For (4), the fixed-width types line up 1:1 with typed array types, with the exception of Uint8ClampedArray, but I think this type is only useful for JS working directly with arrays, not calling APIs.

Quick note: the ImageData constructor requires a clamped array, which is a pretty important Web API that I think we want to call from Wasm.

lukewagner commented 5 years ago

@fitzgen Ah, thanks for pointing that out, I'll update that bit. In almost all the cases I could find, APIs that accepted Uint8ClampedArray also accepted Uint8Array, but I see you're right that the ImageData ctor (strangely) only accepts Uint8ClampedArray. I think an ok solution here is that, since we have the power to define the "Web IDL - WebAssembly Binding" that determines how wasm values get turned into Web IDL values, we can just specify that a wasm u8 list value may be converted to a Uint8ClampedArray Web IDL value.

jgravelle-google commented 5 years ago

Talked with @lukewagner offline and I changed my mind to thinking for practical reasons we should specify size+width.
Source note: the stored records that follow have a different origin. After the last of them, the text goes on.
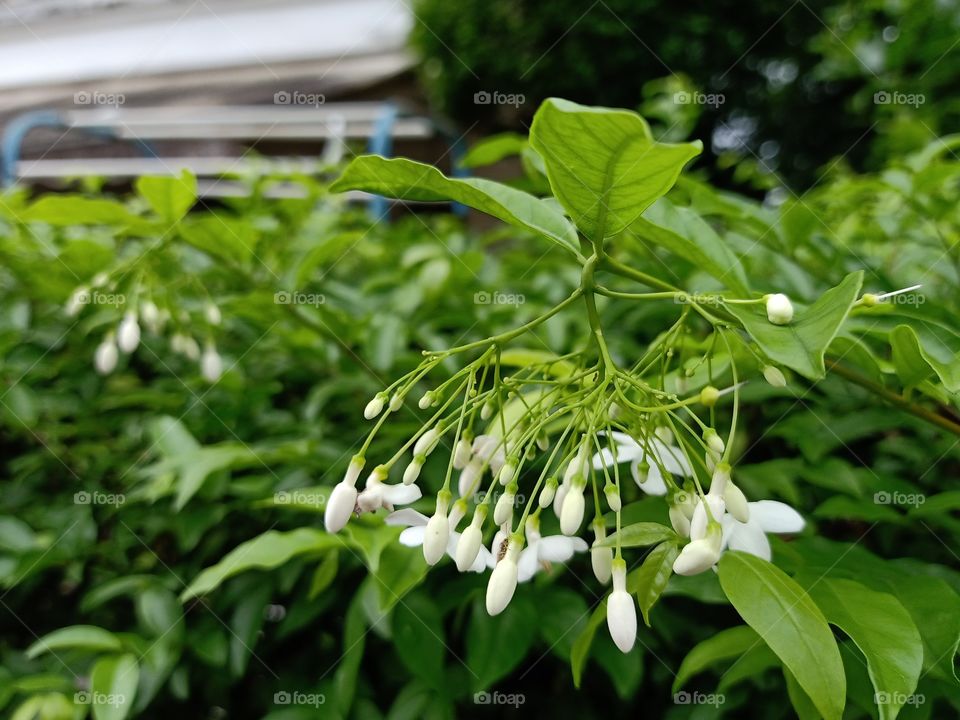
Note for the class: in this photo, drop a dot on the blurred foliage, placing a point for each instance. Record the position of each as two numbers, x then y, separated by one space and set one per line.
794 86
163 533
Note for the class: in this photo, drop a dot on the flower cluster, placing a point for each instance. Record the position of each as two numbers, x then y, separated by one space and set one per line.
125 337
535 456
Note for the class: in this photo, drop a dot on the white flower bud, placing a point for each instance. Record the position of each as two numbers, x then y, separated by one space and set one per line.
504 508
412 471
601 559
613 497
435 536
211 364
571 515
427 442
699 555
106 356
774 376
621 610
462 454
779 309
341 504
468 546
128 333
736 502
548 493
503 581
374 407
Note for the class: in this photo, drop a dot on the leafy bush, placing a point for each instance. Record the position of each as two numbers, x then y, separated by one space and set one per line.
162 538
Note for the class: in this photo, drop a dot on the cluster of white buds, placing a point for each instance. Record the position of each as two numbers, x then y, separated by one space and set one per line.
536 450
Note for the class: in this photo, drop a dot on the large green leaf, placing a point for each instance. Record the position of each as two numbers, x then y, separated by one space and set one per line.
113 686
409 180
604 166
915 360
263 552
86 637
791 624
724 645
801 344
884 632
650 579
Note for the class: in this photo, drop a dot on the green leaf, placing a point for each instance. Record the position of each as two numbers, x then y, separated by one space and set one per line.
791 624
801 344
650 579
724 645
496 645
113 686
85 637
603 165
169 197
915 361
408 180
684 233
639 535
581 646
264 552
884 632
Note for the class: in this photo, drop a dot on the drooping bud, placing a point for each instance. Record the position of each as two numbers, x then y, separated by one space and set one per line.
621 610
128 333
412 471
774 376
709 396
571 515
736 502
504 508
503 579
601 559
106 355
437 533
375 406
779 309
211 364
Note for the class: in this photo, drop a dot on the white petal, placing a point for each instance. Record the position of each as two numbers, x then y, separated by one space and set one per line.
413 536
407 517
401 494
749 537
776 516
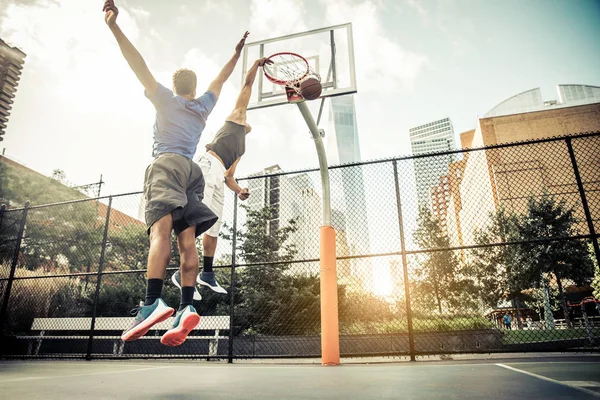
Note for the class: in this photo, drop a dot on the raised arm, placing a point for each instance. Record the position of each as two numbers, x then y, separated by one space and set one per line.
217 84
231 183
244 96
133 57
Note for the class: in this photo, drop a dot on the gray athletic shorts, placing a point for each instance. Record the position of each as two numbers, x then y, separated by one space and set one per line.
174 184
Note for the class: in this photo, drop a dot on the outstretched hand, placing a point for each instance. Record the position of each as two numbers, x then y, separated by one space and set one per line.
111 11
262 61
241 43
243 194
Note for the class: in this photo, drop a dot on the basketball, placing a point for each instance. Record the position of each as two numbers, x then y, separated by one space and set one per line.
311 89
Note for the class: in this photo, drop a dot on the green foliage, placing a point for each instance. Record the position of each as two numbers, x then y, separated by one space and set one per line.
33 298
270 298
565 259
596 281
506 271
21 184
438 282
118 295
400 325
498 270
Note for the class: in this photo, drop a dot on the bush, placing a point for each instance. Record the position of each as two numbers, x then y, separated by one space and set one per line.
34 298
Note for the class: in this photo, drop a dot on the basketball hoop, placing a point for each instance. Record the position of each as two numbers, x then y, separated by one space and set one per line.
289 70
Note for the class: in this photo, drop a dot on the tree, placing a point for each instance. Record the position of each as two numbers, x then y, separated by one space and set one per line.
498 270
270 299
439 273
596 281
564 259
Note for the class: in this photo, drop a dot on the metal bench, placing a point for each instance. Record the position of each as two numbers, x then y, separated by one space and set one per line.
46 325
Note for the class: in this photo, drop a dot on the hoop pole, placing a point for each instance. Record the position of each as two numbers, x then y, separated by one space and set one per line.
330 336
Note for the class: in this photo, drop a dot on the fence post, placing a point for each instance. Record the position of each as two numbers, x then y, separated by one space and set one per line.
232 286
411 335
98 280
13 268
2 212
586 209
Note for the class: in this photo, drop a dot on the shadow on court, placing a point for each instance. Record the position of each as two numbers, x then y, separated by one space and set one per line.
564 378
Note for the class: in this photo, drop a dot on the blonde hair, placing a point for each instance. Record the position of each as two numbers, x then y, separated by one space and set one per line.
184 81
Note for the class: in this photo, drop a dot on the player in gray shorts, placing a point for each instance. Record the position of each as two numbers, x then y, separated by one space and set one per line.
173 185
218 166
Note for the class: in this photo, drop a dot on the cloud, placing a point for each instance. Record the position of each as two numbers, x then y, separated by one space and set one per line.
383 63
419 7
273 18
77 95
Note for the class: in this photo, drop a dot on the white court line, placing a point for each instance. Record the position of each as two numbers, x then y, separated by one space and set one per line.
32 378
590 392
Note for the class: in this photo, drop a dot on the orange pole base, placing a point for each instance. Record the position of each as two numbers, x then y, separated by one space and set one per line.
330 333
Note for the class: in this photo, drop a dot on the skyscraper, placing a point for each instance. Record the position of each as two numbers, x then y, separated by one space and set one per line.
11 64
343 147
435 136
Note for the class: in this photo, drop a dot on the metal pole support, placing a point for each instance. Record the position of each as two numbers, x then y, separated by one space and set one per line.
232 285
584 203
13 268
99 280
411 334
330 336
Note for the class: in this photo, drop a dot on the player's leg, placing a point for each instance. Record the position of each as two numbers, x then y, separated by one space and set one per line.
186 319
154 309
214 198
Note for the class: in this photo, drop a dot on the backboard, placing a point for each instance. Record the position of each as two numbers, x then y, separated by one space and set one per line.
329 51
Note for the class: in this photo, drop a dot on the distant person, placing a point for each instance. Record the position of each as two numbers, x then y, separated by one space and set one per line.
218 165
529 322
506 320
173 184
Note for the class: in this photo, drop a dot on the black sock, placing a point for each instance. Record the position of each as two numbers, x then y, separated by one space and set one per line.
153 291
207 264
187 297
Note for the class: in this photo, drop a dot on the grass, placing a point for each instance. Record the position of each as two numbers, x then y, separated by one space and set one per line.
547 335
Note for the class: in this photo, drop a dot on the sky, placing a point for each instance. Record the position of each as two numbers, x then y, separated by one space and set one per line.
80 109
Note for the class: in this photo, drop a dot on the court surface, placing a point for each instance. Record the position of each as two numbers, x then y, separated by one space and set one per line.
537 378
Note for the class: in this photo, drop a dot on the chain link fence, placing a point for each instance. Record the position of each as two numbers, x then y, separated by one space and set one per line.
485 250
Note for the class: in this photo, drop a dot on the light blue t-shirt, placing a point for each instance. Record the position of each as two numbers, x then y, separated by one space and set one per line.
179 122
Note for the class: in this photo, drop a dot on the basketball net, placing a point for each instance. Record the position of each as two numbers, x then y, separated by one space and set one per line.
290 70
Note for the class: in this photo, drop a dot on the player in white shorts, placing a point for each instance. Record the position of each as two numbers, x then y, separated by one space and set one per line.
218 167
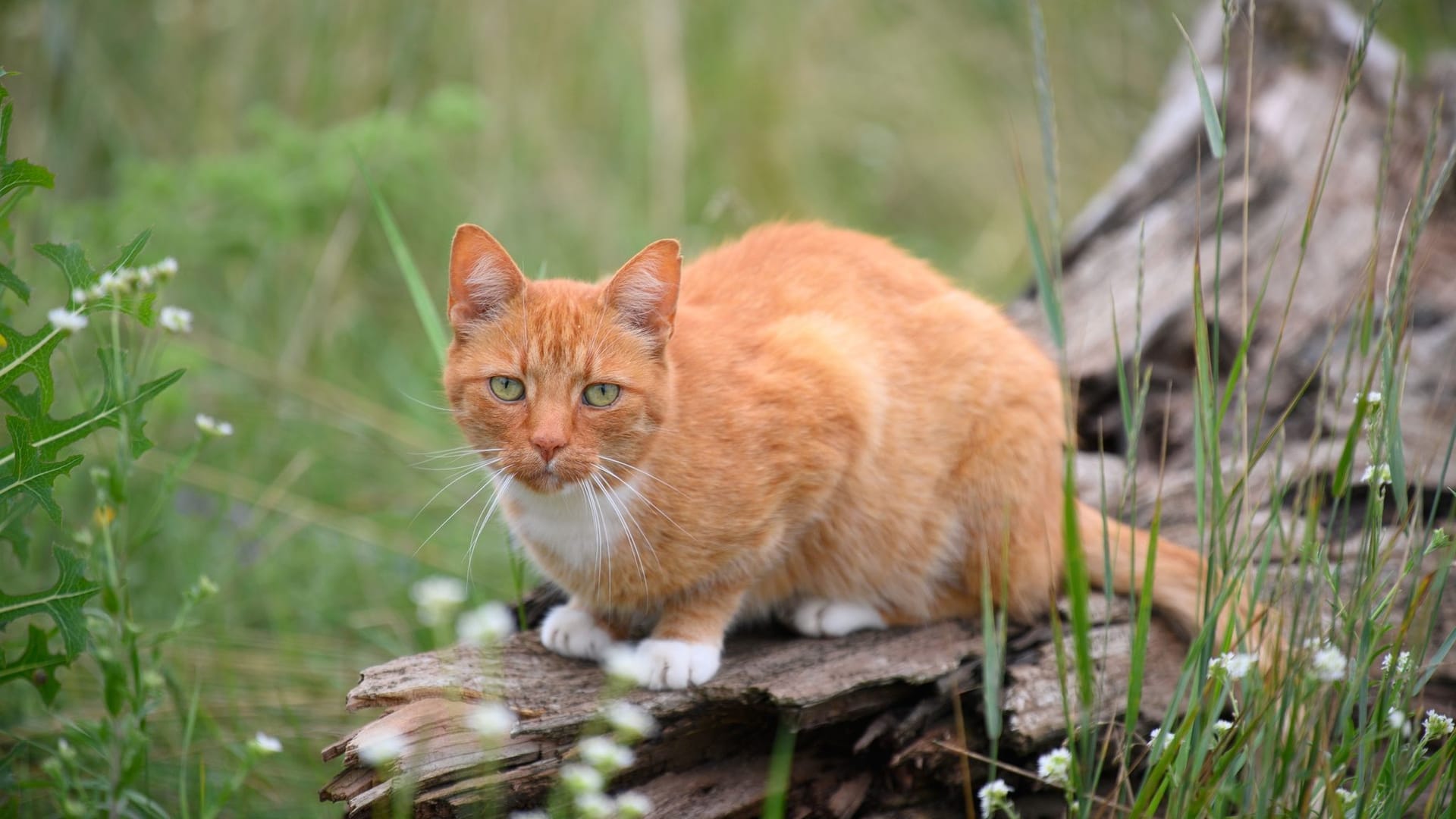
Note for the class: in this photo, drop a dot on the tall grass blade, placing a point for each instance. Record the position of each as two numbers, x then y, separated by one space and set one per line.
1210 111
781 764
424 305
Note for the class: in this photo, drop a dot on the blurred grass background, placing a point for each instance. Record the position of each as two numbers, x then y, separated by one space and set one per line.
577 133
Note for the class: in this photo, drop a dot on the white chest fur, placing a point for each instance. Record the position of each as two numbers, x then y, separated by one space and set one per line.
579 523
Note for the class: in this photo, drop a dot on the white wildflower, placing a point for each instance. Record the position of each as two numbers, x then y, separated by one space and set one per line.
1398 722
593 805
213 428
1438 726
491 720
67 319
603 754
1155 745
623 665
175 319
1234 665
382 748
1329 664
1056 767
629 722
995 796
1376 475
437 598
582 779
634 805
264 744
1402 664
485 626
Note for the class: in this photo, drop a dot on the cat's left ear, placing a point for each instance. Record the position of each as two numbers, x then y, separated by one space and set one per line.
644 292
484 279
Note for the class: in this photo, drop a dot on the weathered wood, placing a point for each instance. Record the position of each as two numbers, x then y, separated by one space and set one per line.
873 711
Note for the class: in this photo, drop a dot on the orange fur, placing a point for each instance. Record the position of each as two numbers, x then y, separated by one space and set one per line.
804 414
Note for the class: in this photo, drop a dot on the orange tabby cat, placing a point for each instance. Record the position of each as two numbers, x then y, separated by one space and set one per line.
807 423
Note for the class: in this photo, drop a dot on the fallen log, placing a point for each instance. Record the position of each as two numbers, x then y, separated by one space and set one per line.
874 716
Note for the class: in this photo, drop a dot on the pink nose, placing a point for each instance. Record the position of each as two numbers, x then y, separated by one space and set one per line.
548 445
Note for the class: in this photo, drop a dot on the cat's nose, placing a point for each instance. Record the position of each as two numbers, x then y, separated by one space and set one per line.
548 445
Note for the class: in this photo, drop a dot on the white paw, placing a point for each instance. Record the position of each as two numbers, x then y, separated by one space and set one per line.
574 632
674 664
830 618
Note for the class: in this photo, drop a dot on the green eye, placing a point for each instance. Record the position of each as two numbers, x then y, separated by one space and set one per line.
601 394
507 390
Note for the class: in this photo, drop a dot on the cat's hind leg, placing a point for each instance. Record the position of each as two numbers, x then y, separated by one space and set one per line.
833 618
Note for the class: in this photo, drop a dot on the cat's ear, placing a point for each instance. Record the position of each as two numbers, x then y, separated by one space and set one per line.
644 292
484 279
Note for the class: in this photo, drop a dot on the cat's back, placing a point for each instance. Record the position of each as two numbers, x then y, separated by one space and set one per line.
791 268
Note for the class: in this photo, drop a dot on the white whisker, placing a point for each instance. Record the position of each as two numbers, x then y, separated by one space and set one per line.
634 490
484 519
488 483
628 521
644 472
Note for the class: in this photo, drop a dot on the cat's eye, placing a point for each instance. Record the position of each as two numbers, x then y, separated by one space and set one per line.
601 395
507 388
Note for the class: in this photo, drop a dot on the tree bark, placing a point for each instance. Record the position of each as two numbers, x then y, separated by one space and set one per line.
873 714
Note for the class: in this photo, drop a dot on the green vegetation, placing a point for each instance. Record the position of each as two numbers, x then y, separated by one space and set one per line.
577 133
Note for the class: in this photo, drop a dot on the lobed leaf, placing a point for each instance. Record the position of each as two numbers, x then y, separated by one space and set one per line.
61 602
36 664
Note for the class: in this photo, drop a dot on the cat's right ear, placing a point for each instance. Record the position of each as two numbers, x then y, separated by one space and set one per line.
484 279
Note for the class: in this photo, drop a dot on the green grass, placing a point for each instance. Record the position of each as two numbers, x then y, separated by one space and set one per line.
232 133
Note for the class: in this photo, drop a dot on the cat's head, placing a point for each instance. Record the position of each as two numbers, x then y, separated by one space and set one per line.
558 381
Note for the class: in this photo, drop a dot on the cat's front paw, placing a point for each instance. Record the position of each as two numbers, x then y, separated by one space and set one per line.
674 664
832 618
574 632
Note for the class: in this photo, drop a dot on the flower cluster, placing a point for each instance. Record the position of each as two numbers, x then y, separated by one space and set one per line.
1055 768
1402 664
212 426
437 599
1232 665
485 627
117 283
1376 475
996 796
127 280
1398 722
1438 727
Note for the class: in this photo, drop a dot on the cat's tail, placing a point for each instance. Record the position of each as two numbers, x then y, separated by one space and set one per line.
1180 575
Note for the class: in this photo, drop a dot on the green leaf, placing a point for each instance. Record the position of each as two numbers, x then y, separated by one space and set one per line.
20 354
36 664
33 474
14 281
53 435
72 260
79 273
20 174
61 602
131 251
12 525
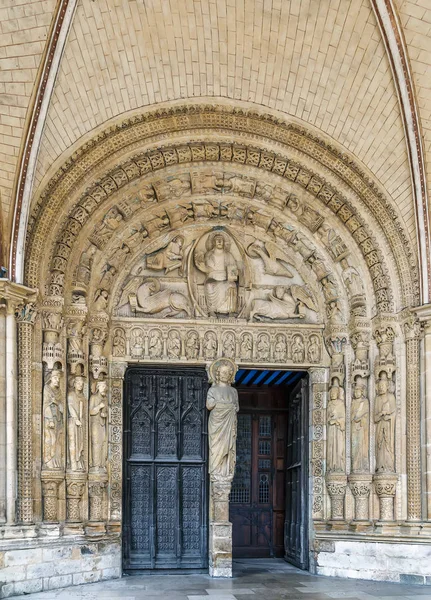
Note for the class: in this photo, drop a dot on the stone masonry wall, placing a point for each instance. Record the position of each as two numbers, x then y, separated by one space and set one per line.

A small subtle distinction is that it makes the most sense to me to describe width as an arbitrary number spec-wise (e.g., to be able to say things like s7 or u10), while only allowing (possibly temporarily) a reasonable subset of values: (u|s)(8|16|32|64)

This essentially covers all the criteria to me. Conceptually there's one int type, with bitwidth and signedness as parameters. If we want to generalize to specifying arbitrary ranges, we can with some spec twiddling (observing that s16 is just the values [-32768, 32767], and u8 is [0,255], so we can convert between the ways we represent them, and/or have predefined aliases)

lukewagner commented 5 years ago

Alright, resolved by #66, at least for the initial explainer stab at it.